Sendo assim, para escapar do cético, o filósofo deve mostrar que “crença verdadeira bem justificada” é possível, insistindo, então, que a justificação é algo realizável ou alcançável. Descartes entendia, portanto, que precisava apenas de uma única e primeira verdade, e essa verdade deveria ser irrefutável, isto é, não haveria qualquer justificação contra ela melhor do que a que estivesse a seu favor. Ela viria com suas justificações e traria a “clareza e distinção”. Tais justificações deveriam se tornar, elas próprias, o critério de verdade – a régua infalível pela qual poderíamos dizer que sabemos algo. Uma régua que não precisaria, ela mesma, de outra régua para avaliá-la – pois é esse o problema que aparece quando queremos critérios.

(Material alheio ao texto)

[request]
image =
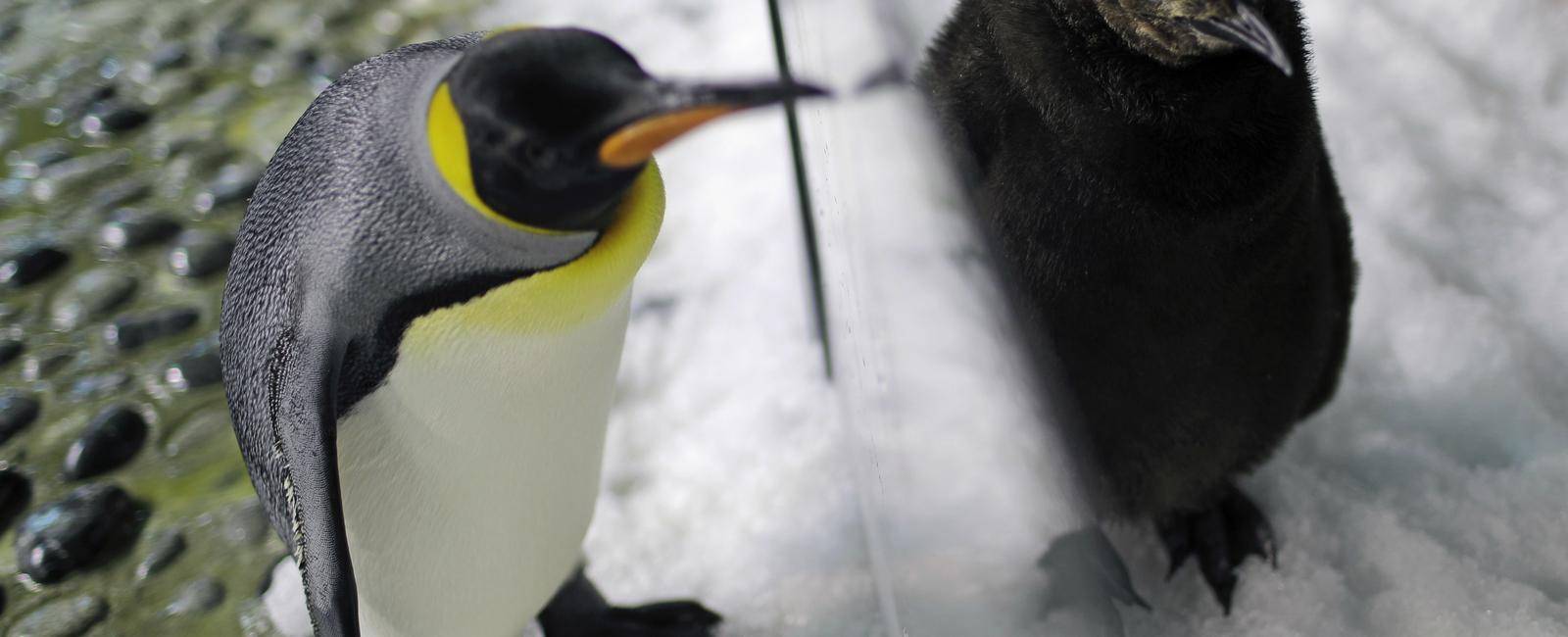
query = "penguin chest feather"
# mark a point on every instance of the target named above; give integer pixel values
(469, 477)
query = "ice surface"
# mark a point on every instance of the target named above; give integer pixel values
(1429, 499)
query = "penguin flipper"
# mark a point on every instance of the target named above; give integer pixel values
(1089, 576)
(580, 611)
(303, 391)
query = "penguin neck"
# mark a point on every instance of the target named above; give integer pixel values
(1223, 127)
(1066, 55)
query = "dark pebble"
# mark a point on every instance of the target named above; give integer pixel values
(99, 386)
(196, 598)
(31, 266)
(78, 532)
(235, 41)
(10, 349)
(165, 548)
(135, 330)
(133, 227)
(47, 363)
(109, 443)
(16, 491)
(18, 410)
(114, 118)
(91, 297)
(195, 369)
(235, 182)
(70, 616)
(200, 253)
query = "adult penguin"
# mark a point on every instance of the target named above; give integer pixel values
(1154, 176)
(423, 320)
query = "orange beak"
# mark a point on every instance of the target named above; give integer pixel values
(634, 145)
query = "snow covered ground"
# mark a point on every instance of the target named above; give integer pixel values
(1429, 499)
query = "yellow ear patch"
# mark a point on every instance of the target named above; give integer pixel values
(449, 148)
(566, 297)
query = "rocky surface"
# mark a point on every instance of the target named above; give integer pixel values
(132, 132)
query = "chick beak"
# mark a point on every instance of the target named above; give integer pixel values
(1249, 30)
(676, 109)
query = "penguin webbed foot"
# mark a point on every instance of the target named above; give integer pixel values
(579, 611)
(1220, 537)
(1089, 574)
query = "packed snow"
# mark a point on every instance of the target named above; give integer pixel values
(1427, 499)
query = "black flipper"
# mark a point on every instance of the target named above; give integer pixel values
(1222, 537)
(579, 611)
(305, 422)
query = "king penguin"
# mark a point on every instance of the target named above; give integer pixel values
(423, 320)
(1154, 177)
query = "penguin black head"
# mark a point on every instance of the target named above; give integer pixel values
(1183, 31)
(557, 124)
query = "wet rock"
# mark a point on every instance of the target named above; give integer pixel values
(196, 598)
(82, 530)
(234, 182)
(28, 162)
(165, 548)
(195, 369)
(109, 443)
(172, 55)
(118, 193)
(91, 297)
(237, 41)
(133, 227)
(16, 491)
(10, 349)
(219, 99)
(99, 386)
(18, 412)
(75, 172)
(198, 430)
(77, 102)
(200, 253)
(133, 330)
(31, 266)
(62, 618)
(47, 363)
(247, 524)
(114, 118)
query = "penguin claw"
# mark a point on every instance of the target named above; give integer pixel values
(1087, 573)
(1220, 537)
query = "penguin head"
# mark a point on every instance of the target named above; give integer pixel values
(557, 122)
(1183, 31)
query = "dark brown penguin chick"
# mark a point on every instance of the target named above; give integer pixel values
(1154, 177)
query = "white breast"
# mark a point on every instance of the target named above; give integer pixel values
(469, 477)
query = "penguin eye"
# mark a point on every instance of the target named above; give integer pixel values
(540, 156)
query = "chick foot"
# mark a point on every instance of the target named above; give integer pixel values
(1222, 537)
(579, 611)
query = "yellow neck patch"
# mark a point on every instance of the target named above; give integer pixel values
(566, 297)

Caso Descartes fosse um antigo, ele procuraria esse critério em qualquer outro lugar, menos no âmbito do “eu”. Mas, sendo moderno, tendo passado por uma educação em que o “eu” foi construído e aperfeiçoado, tendo experimentado anos de cultura que trouxeram a alma como uma noção muito mais complexa do que era para os antigos, foi natural para Descartes jogar suas fichas no que veio a ser conhecido como sujeito.
Seu raciocínio começa pela aceitação da dúvida. O cético quer duvidar, não é? Pois então, que duvide, mas ele tem de duvidar com método. Descartes se põe na condição de cético e passa a mostrar com é que se duvida metodicamente. Não há como duvidar de tudo, pois isso seria um projeto infinito, então, devo duvidar de algo que, caso minha dúvida se mostre eficaz, todo o resto entrará automaticamente em dúvida, até mesmo as crenças e enunciados que desconheço. Descartes resolveu investigar, então, não o conhecimento, mas as faculdades que deveriam ter propiciado a ele ter em sua posse o que até então chamava de conhecimento. Colocou em dúvida, dessa maneira, as faculdades pelas quais o conhecimento é gerado: os sentidos, a imaginação e o intelecto.
Nas Meditações Descartes afirma que tudo que tem ou passou pelos sentidos ou lhe é inato. Então, duvidar de tudo que tem e tudo que um homem pode ter é duvidar dos sentidos e da razão (a imaginação estaria subordinada aos sentidos). O que veio pelos sentidos, teria sua primeira morada no exterior à sua alma. O que não veio pelos sentidos e, no entanto, está em sua alma, teria vindo junto com ele ao mundo – seria um conjunto de crenças inatas. As primeiras serviriam para as ciências empíricas, como a física, as segundas construiriam as ciências puramente intelectuais, como a matemática ou geometria. Sua idéia básica e, então, a de colocar tudo em dúvida – o que vem dos sentidos e o que já está, de modo inato, no intelecto. Como fazer isso?
Com os sentidos Descartes vê que a atuação é fácil. Os sentidos parecem já o ter enganado ao menos uma vez. Então, dali para diante, nada de confiar nos sentidos. Eles estariam na berlinda. Todavia, como colocar as crenças matemáticas e geométricas na berlinda? Como dizer que não confiamos que dois e dois são quatro ou que a soma dos ângulos internos de um triângulo é 180 graus? Impossível. Isso é certo e indubitável, estando nós aqui acordados ou dormindo, estando nós aqui na Terra ou não. Dessa forma, para colocar verdades do tipo da matemática em dúvida, haveria de encontrar outra estratégia.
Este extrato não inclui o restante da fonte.